If you are drawn to the “Baccarat Crystal Set” and disdain the jokey “Fisherman Golfer” caddy of drink-mixing utensils, shake hands with your own snobbery and class comfort. This conflict steps up as the show proceeds, in the mash-ups of inflatable pool toys and cheap lawn furniture of the “Popeye” series (although stuttering intersections of chairs and seals can bring to mind Duchamp’s “Nude Descending a Staircase” paintings).
As for the new 10-foot-tall, shiny, yellow stainless version of Bernini’s tumultuous sculpture of the abduction of Proserpina by Pluto — actually based on a small 18th-century porcelain copy — Mr. Koons converts it into a fancy flower box by adding planters with white petunias. This seems déclassé (but there I go again). Maybe Mr. Koons wanted to anchor the work’s rippling surfaces and reflections, which give body to the golden liquids of the “Luxury and Degradation” liquor ads.
Throughout, jolting shifts in color, scale or subject matter encourage the heightened visual awareness that Mr. Koons’s work demands, and rewards. There are surprises around every corner. On the third floor, a row of 10 figures in polychrome wood or porcelain from Mr. Koons’s “Banality” series of 1988 form a single confrontational row in a narrow gallery. Including an amorous Pink Panther; a pig flanked by angels; a London bobby befriending a goofy bear; and, best of all, an ostentatious yet poignant rendition of Michael Jackson and his pet monkey, Bubbles, each of these works is a different collision of art with religion, sex or kitsch.
This series cost Mr. Koons some of his fan base, but laid the foundation for most of his subsequent work. He opened his art directly to art history, waded deep into popular culture and replaced ready-mades with figures based on either objects or images that he combined, tweaked and enlarged as he pleased. A piglet and a penguin in the arms of an imposing porcelain statue of St. John the Baptist are certainly not in the Leonardo da Vinci painting on which it is based. Hereafter, careful manipulations of scale become central to his expression.

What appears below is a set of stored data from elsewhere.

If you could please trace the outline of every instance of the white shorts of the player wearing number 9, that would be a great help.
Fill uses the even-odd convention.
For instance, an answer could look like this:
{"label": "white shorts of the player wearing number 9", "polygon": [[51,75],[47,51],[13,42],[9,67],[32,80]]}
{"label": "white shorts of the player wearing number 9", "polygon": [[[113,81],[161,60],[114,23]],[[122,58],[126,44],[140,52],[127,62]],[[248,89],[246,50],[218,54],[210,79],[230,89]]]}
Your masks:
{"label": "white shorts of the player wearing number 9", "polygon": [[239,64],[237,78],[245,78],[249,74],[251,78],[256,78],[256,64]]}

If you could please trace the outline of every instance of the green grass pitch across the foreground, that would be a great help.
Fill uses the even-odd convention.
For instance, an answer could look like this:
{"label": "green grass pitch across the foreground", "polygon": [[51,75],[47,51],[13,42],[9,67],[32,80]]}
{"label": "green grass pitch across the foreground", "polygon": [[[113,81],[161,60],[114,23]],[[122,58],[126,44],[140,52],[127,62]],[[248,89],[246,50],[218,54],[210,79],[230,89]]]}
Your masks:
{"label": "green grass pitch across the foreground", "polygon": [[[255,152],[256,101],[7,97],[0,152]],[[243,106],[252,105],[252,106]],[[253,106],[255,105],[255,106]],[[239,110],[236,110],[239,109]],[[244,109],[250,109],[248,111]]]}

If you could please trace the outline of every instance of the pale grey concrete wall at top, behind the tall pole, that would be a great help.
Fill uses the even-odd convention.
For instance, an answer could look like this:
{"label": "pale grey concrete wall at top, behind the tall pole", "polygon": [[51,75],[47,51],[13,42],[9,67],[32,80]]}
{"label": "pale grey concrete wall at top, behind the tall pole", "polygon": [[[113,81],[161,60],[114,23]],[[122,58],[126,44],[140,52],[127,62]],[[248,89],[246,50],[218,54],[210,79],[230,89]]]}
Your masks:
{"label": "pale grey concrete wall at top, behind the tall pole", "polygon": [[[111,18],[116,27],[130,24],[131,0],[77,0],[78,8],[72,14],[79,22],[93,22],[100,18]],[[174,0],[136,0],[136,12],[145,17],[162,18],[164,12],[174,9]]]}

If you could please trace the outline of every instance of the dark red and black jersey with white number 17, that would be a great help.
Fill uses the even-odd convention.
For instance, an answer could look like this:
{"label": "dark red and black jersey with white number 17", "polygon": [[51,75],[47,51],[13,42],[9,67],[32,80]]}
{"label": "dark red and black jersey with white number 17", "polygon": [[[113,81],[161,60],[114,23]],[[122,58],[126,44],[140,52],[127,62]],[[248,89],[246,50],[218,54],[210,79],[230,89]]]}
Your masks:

Other shifts are quieter but no less edifying. One occurs when you exit the gallery of the fraught and busy sex paintings and find yourself surrounded by the big, serenely blank tinted mirrors of the “Easy Fun” series, each cut in the implicitly friendly shape of a cartoon animal. It is a bit of innocence regained.
Children’s toys and antiquities — forms retrieved from deep in our personal or cultural pasts — inspire many works on the fourth floor. Here you will find “Play Doh,” “Balloon Dog (Yellow)” and “Balloon Venus (Orange),” an extraordinary study in voluptuous geometry inspired by the Venus of Willendorf. There are also less felicitous efforts like “Hulk (Organ),” “Dogpool (Panties)” and the stupefying “Liberty Bell,” an exact copy (dated 2006-14), apparently indistinguishable from the one in Philadelphia that Mr. Koons visited as a child. A fake ready-made?

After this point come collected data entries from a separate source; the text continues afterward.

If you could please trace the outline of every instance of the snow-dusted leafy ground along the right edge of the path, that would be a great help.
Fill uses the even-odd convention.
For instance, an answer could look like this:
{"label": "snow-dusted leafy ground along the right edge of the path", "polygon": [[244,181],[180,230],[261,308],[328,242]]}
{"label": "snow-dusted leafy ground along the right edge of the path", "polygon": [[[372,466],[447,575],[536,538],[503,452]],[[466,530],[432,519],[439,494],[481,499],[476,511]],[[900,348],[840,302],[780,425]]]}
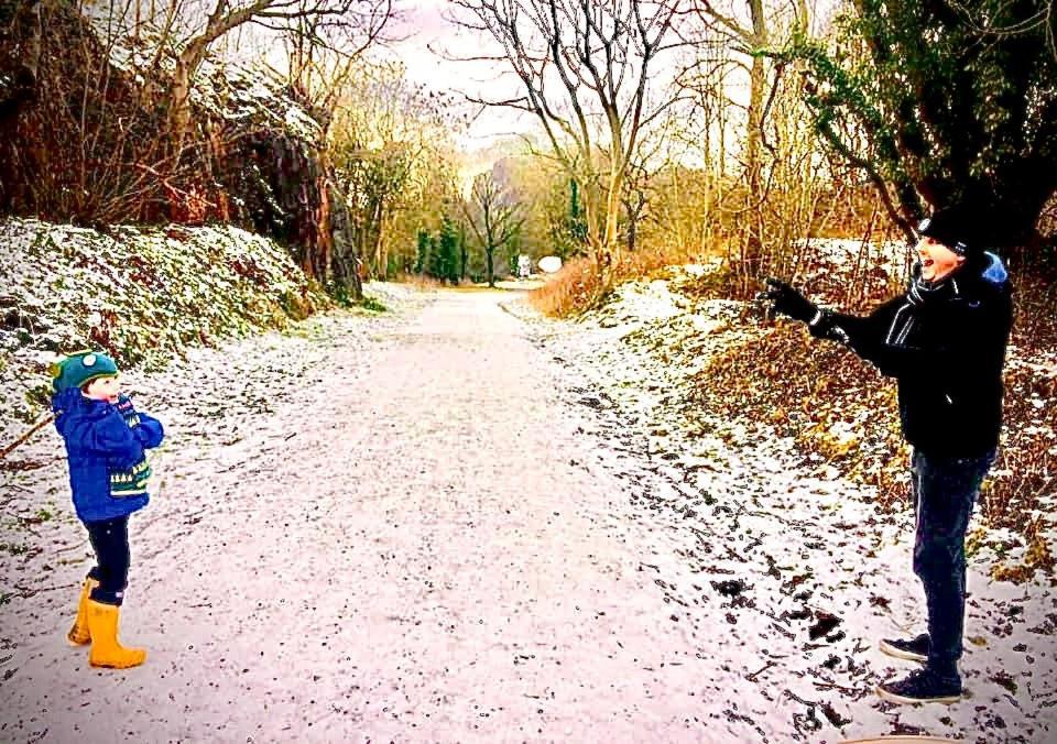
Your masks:
{"label": "snow-dusted leafy ground along the right edge of the path", "polygon": [[[729,714],[758,732],[785,718],[777,741],[1047,738],[1057,726],[1048,702],[1057,694],[1057,595],[1045,573],[1028,571],[1020,584],[992,579],[996,561],[1024,561],[1032,546],[1023,534],[989,526],[980,510],[970,526],[961,664],[970,699],[907,708],[876,698],[876,682],[913,668],[880,654],[878,641],[925,630],[909,505],[883,508],[875,488],[842,478],[827,457],[776,436],[767,422],[730,420],[694,403],[711,360],[774,330],[752,304],[680,297],[678,287],[700,275],[677,269],[667,281],[622,285],[612,302],[575,321],[517,311],[555,359],[591,381],[579,402],[598,409],[599,428],[621,442],[611,467],[641,480],[635,503],[696,536],[683,561],[657,561],[656,580],[698,653],[727,660],[740,676],[739,694],[759,690],[759,705]],[[856,427],[838,424],[830,438],[853,444]],[[650,486],[621,451],[647,458],[669,488]],[[1050,546],[1055,501],[1038,501],[1038,537]]]}

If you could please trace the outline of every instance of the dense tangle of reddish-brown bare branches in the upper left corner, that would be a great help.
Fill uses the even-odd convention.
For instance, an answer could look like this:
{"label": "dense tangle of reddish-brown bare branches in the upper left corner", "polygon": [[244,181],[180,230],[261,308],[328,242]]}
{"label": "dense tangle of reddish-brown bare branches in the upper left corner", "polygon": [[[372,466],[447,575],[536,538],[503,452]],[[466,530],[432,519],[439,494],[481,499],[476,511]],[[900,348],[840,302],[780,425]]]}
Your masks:
{"label": "dense tangle of reddish-brown bare branches in the upper left corner", "polygon": [[[115,64],[127,59],[119,47],[140,2],[0,3],[3,209],[86,222],[150,220],[166,195],[182,190],[170,168],[159,168],[167,143],[153,109],[140,106],[132,76]],[[4,20],[12,9],[21,9],[14,23]],[[15,106],[4,106],[12,87]]]}

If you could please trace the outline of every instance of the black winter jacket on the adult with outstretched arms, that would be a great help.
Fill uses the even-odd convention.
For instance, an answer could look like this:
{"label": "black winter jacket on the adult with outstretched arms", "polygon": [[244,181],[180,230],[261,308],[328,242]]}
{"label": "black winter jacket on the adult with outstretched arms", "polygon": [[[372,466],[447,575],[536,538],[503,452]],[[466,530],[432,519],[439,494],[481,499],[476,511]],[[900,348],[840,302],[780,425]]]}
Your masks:
{"label": "black winter jacket on the adult with outstretched arms", "polygon": [[967,262],[935,291],[914,291],[867,317],[824,311],[811,335],[840,341],[895,378],[903,436],[937,458],[999,444],[1012,287],[996,255]]}

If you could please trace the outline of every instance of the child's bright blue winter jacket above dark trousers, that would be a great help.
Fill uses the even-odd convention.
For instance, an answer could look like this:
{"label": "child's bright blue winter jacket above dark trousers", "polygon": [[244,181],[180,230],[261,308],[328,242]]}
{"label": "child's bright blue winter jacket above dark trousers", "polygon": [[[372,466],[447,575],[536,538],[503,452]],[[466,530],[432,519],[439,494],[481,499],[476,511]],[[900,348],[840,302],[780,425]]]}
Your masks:
{"label": "child's bright blue winter jacket above dark trousers", "polygon": [[81,522],[126,516],[146,506],[151,468],[143,450],[162,444],[161,422],[132,407],[92,401],[72,387],[52,398],[55,428],[66,442],[69,486]]}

Despite some ups and downs, this is a gripping show. It chronicles a sculptural career that is singular for its profusion of color, crafts and materials; its opening up of historical avenues closed by Minimalism; and its faith in both accessibility and advanced art, that other New. And it’s a great way for the Whitney to decamp, tossing the Met the keys, knowing that we won’t soon forget that it still owns the place.